Here's How Much Students Spent at Public Colleges Compared to Total U.S. Student Debt
$1,139,900,000,000.
That's one trillion one hundred thirty-one billion nine hundred million dollars, and that's how much more the total U.S. student debt is than what students spent at public colleges in 2013.
To help visualize that, when comparing the nation's total student debt to the amount students spent on tuition and fees at public colleges in one year, the difference is staggering.
According to the information company Experian, the total student loan debt in the United States reached $1.2 trillion in 2014. Just two years earlier, the National Center for Education Statistics found students paid roughly $68.1 billion in 2012-2013 to attend public colleges. While the total student loan debt factors in debt accrued from students who attended public or private institutions and the $68.1 billion figure represents public institutions only, the comparison is still alarming.
"We're at a really interesting and troubling point where student debt has become sort of normalized," Mark Huelsman, a senior policy analyst at the think tank Demos, told Mic. "Tuition used to be low enough and grant aid used to be high enough that total cost of attendance at higher university was manageable with a summer job."
How did this happen? The 13-digit debt figures underscores the need to make higher education more affordable. Studies have also shown student debt can drastically reduce future lifetime wealth by hundreds of thousands of dollars.
In the United States, there has been a growing chorus of calls for universal access to publicly financed education. Democratic presidential candidate and Vermont Sen. Bernie Sanders has made the promise a key part of his platform, saying he would finance it with a tax on Wall Street profits.
But the Sanders solution might be unnecessary. Picking up the tab for American college students could be as easy as a little creative accounting. As the Atlantic previously reported, 2013 data from the New America Foundation indicated the U.S. federal government spent $69 billion in 2013 on existing student loans, grants, tax benefits and work study programs.
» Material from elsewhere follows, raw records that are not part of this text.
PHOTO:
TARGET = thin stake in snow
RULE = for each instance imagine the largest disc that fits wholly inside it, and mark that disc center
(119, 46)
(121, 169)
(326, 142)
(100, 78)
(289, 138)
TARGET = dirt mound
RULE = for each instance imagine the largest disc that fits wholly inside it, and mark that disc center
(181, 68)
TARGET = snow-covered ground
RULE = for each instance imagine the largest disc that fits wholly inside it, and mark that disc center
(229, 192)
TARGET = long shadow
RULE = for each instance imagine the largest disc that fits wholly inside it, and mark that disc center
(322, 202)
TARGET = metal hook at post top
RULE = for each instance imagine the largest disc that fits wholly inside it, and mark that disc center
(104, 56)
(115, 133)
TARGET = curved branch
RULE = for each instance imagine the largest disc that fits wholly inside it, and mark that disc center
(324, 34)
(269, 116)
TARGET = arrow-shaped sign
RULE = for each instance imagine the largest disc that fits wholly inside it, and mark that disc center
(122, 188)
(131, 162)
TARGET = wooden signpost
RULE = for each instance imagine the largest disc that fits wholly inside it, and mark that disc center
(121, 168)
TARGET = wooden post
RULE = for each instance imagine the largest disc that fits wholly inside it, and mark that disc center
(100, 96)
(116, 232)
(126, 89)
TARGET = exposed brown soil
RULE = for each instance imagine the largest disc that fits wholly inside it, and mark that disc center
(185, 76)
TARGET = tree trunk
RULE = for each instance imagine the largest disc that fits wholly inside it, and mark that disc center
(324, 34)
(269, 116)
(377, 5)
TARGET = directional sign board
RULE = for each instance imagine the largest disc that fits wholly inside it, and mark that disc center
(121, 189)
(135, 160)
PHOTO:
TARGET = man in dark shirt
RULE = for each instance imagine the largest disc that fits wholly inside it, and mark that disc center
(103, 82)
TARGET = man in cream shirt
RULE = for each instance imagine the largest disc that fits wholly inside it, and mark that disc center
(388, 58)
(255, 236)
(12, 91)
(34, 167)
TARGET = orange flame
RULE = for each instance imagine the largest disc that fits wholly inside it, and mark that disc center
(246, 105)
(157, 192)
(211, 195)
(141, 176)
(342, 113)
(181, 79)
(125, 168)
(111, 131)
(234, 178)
"For what we're spending now, we could reroute that money into a tuition guarantee for students in public schools," Huelsman told Mic. If the U.S. embraced universal access to higher education, it would be following a number of other countries. Norway, Finland, Denmark, Germany and Sweden all charge $0.00 in tuition, and average education costs across the developed world are typically far lower than in the United States.
When President Barack Obama announced his hope to see community colleges become "as free and universal in America as high school," his heart was in the right place, but it was not enough. While knocking out tuition would go a long way, it does nothing to address campus living costs, buying books and childcare. Those things have all become more expensive, while real wages in the U.S. have remained largely stagnant for decades.
"Even if you make college tuition free for everyone, you'd still have a lot of students that have to borrow for non-tuition expenses," Huelsman told Mic.
To compete in a global economy, America's most talented young people must be allowed access to universities and to manage their attendant costs without having to burden themselves with crippling debt. Access to education is a fundamental right, and it's critical to ensure it remains one.
Correction: May 27, 2015
An earlier version of this article stated that the sum of the total U.S. student debt "could send every American student to college 17 times over." That calculation was incorrect.